The Washington Post has quietly updated its obituary for Nancy Reagan, who passed away this weekend in her home in Los Angeles, after the piece drew criticism for being too harsh on the former first lady.

Stealth edits of this sort are commonplace, and the obituary, which was prepared years in advance of Reagan's passing, was simply updated to include additional information, the Post's executive editor Martin Baron told the Washington Examiner's media desk.

"The original obituary was written in advance -- years ago. It was posted quickly because that was what was available immediately when Nancy Reagan's death was announced," he maintained in a statement.

"Our feeling, as part of an entirely standard process, was that the obituary needed additional reporting, writing, and editing. We have never published editor's notes when stories undergo further customary editing, reporting, and writing over the course of a publishing cycle. Nor is that the standard for news organizations generally. On every news website, stories are routinely modified over the course of a day," he added.

The obituary as it originally appeared on the Post's website Sunday afternoon started with gossipy details about Reagan's negatives, her supposed shortcomings and personal struggles.

"Nancy Reagan had an undeniable knack for inviting controversy. There were her extravagant spending habits at a time of double-digit unemployment, a chaotic relationship with her children and stepchildren that could rival a soap opera plot, and the jaw-dropping news that she had insisted the White House abide by an astrologer when planning the president's schedule," read the obituary, titled "Nancy Reagan dies at 94; first lady was a defining figure of the 1980s."

"But the running drama during her eight years as first lady often obscured her profound influence on one of the most popular presidents in modern history. They were a universe of two, and their legendary devotion helped define Ronald Reagan's presidency," it added.

The story was not well-received in certain corners, and drew harsh criticism almost immediately from reporters, commentators and others.

"Welcome to American media in 2016 ... where respect, class and dignity are all relics of the past," Mediaite's Joe Concha seethed in a response article. "And apparently, those three items can't even have a temporary rebirth ... even in the moments and minutes after the death of a former first lady."

The Post has since updated the story online so that the introduction goes much easier on the former first lady. However, there is no editor's note, and no mention by the article's author, Lois Romano, of the major changes made to the story.

Romano is a longtime Post reporter. She worked briefly at the Daily Beast, and did a three-year turn as an editor at Politico. She returned to the Post in January 2015 as an editor.

The article's opening paragraph now reads, "Nancy Reagan, a former film actress whose crowning role was that of vigilant guardian of President Ronald Reagan's interests and legacy, died March 6 at her home in Los Angeles. She was 94. … As first lady from 1981 to 1989, Mrs. Reagan had a knack for inviting controversy — from her spending habits to her request that the White House abide by an astrologer when planning the president's schedule."
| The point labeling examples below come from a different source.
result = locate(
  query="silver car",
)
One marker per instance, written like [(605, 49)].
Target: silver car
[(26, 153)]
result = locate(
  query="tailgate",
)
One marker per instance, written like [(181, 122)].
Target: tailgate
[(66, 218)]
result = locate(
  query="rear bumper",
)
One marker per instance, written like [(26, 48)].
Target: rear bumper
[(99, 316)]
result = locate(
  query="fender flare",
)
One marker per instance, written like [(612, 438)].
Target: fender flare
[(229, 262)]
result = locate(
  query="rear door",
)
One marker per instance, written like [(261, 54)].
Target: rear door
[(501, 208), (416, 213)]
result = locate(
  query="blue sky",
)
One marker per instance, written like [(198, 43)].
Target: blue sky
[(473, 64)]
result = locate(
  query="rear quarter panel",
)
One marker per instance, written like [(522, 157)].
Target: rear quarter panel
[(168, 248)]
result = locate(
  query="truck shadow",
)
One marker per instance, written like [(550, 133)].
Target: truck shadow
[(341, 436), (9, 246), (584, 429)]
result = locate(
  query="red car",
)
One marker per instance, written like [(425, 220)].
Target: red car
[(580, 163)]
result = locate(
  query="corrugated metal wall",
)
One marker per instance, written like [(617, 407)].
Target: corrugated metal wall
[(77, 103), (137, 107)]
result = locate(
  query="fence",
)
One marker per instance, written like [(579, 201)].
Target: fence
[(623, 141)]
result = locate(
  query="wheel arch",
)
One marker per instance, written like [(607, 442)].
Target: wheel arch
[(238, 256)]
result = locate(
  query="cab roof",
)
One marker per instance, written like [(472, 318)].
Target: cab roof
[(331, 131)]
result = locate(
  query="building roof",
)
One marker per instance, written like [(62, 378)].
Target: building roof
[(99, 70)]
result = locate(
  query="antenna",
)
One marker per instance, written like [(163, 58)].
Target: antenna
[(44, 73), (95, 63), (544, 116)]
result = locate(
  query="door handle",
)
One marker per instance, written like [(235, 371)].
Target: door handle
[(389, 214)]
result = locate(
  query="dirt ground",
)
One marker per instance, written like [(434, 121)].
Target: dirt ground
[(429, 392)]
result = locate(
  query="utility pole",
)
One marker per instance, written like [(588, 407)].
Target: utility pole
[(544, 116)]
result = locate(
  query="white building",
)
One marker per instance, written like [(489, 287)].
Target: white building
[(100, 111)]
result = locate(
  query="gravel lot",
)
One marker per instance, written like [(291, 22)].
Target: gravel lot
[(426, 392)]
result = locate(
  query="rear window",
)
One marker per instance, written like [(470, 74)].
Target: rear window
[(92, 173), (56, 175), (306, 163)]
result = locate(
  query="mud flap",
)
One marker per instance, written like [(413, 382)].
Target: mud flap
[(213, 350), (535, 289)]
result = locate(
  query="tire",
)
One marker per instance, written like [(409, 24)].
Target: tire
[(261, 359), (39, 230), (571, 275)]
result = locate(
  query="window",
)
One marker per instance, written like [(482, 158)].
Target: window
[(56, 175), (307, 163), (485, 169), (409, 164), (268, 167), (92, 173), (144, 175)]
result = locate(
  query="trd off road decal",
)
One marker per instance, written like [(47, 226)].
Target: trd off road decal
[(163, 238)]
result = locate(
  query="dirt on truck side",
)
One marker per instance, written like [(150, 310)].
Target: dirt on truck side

Still present in the Post's obituary, however, is an unflattering examination of the former first lady's legacy, and a deep dive into criticism she meddled too much in her husband's administrations.

The Post published a separate story, titled "How Nancy Reagan got pilloried by the media," not long after the much-pilloried obituary appeared.

"Nancy Reagan ... ranks among the most pilloried, and sometimes ridiculed, first ladies of the 20th century to the point, she later confessed, that it often brought her to tears," the article read.

The Post is not alone in drawing criticism for its knee-jerk reaction to news of Reagan's death.

The New York Times also raised eyebrows this weekend when it published an obituary that spent its opening paragraphs talking about the Iran Contra scandal.


This article has been updated to include a statement from the Washington Post.